The Ghost of Myself

Writers - Tennant/Lowe
First released - 1999
Original album - Format
Producer - Pet Shop Boys
Subsequent albums - Nightlife 2017 reissue Further Listening 1996-2000 bonus disc
Other releases - bonus track with single "New York City Boy"; bonus disc with the U.S. "special edition" of Nightlife

Neil has described this song, originally released as a bonus track on the "New York City Boy" CD single, as a reflection on his own lifestyle before his Pet Shop Boys success and, more significantly, coming to terms with his homosexuality: "Looking back now, I can see the ghost of myself haunting me." He reminisces about his attempt at heterosexuality, living with a woman (his reading of the final line, recalling "getting it on" with her, is positively chilling), in a run-down apartment and socializing in the surrounding neighborhood. The song has also been described (on the official Format "microsite" posted at the time of the album's release) as "a musical snapshot in Chelsea in 1979" (Chelsea being the area of West London where Neil was living at that time). In short, it stands as one of the most blatantly autobiographical songs the Boys have ever recorded.

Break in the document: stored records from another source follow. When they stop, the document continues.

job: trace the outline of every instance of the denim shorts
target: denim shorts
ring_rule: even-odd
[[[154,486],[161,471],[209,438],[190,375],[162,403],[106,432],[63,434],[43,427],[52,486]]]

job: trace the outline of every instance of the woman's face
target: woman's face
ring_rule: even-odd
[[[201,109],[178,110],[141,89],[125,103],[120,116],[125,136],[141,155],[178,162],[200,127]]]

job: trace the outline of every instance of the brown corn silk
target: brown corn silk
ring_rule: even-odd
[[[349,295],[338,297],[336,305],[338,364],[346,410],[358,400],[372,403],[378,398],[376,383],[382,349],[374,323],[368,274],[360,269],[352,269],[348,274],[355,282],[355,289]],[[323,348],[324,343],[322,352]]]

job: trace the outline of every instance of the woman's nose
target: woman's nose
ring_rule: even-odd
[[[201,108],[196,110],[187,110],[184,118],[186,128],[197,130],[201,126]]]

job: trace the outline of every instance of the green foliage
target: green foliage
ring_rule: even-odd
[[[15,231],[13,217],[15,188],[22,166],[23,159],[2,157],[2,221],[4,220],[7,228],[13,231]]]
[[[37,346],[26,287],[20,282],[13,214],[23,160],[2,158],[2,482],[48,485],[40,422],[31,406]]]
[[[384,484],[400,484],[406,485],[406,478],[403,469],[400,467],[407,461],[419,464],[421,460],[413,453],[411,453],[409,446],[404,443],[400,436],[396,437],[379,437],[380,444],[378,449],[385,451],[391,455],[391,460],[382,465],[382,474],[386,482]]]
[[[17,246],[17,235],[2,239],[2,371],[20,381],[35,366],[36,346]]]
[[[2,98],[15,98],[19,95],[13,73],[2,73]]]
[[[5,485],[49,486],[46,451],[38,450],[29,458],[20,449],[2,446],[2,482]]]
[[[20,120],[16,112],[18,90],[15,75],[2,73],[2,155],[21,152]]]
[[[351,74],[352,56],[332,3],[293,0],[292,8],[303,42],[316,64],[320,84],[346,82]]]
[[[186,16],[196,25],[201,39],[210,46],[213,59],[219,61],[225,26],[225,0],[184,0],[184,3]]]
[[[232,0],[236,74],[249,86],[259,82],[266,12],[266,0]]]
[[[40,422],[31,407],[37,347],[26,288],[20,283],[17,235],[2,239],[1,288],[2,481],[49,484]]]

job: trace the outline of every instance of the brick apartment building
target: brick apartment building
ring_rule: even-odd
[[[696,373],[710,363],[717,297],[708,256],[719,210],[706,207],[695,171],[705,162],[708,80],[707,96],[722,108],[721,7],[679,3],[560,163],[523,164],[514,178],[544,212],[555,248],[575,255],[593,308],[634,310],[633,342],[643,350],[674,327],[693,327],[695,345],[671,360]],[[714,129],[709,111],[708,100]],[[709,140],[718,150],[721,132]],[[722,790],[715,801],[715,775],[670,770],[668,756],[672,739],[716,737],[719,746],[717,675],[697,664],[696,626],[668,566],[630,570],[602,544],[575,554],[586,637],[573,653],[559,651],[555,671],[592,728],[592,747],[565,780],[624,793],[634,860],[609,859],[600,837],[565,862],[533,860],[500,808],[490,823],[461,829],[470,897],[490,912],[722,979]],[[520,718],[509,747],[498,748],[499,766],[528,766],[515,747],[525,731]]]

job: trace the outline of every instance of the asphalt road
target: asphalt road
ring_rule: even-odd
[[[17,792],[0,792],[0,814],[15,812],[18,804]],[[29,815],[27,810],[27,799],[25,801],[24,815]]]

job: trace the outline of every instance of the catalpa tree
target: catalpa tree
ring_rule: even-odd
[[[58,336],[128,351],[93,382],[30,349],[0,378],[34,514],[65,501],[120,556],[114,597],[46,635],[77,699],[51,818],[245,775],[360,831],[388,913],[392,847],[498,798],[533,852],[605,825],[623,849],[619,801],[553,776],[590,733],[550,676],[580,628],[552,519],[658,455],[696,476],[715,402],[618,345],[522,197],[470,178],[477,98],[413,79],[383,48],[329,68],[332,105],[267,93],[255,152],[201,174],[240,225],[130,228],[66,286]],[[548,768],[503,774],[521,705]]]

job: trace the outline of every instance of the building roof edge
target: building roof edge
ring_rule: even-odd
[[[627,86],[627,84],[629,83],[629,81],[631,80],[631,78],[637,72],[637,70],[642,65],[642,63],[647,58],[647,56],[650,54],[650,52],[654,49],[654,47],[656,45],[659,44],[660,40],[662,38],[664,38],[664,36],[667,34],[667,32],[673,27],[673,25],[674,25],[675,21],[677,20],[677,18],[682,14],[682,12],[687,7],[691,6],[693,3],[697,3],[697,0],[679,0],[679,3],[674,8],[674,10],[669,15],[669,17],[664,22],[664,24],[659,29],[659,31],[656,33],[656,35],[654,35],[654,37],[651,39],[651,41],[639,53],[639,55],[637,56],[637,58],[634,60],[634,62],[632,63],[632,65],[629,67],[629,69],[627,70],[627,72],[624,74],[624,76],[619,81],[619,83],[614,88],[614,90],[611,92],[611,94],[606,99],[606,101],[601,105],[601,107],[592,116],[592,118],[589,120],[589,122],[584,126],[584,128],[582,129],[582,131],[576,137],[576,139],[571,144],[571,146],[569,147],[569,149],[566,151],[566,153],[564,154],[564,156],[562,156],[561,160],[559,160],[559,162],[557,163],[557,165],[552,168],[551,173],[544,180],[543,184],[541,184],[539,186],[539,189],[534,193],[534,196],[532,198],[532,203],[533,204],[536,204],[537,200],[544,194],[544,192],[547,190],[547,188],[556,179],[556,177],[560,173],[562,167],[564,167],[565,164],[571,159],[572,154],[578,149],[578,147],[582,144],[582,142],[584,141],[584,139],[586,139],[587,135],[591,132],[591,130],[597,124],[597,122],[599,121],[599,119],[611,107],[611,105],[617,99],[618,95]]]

The music is performed at a near-march rhythm and tempo in an arrangement that owes, as other commentators have pointed out, a strong stylistic debt to Britney Spears's recent debut hit "… Baby One More Time." (Chris as much as concedes this in the Format booklet interview when he asks coyly, "Do you know 'Hit Me Baby One More Time' by Britney Spears? Shall we pause and play it?") It atmospherically sets up a mood, but what precisely that mood is proves hard to describe. It's certainly not nostalgia, but what is it? Is it regret and/or guilt at having used a woman that he obviously cared about in an attempt to overcome his gayness?

Intriguingly, Paul Rymer, a dedicated fan of David Sylvian and his band Japan, has pointed out that "The Ghost of Myself" appears also to owe a significant debt, in this case both stylistic and thematic, to the track "Ghosts" from Japan's 1981 album Tin Drum—which, incidentally, Neil has specifically denied. It's not inconceivable, however, that Neil (who has attested to the Pet Shop Boys being influenced by David Sylvian, specifically with regard to "King's Cross") may have unconsciously drawn upon a song associated with this particular period in his own life.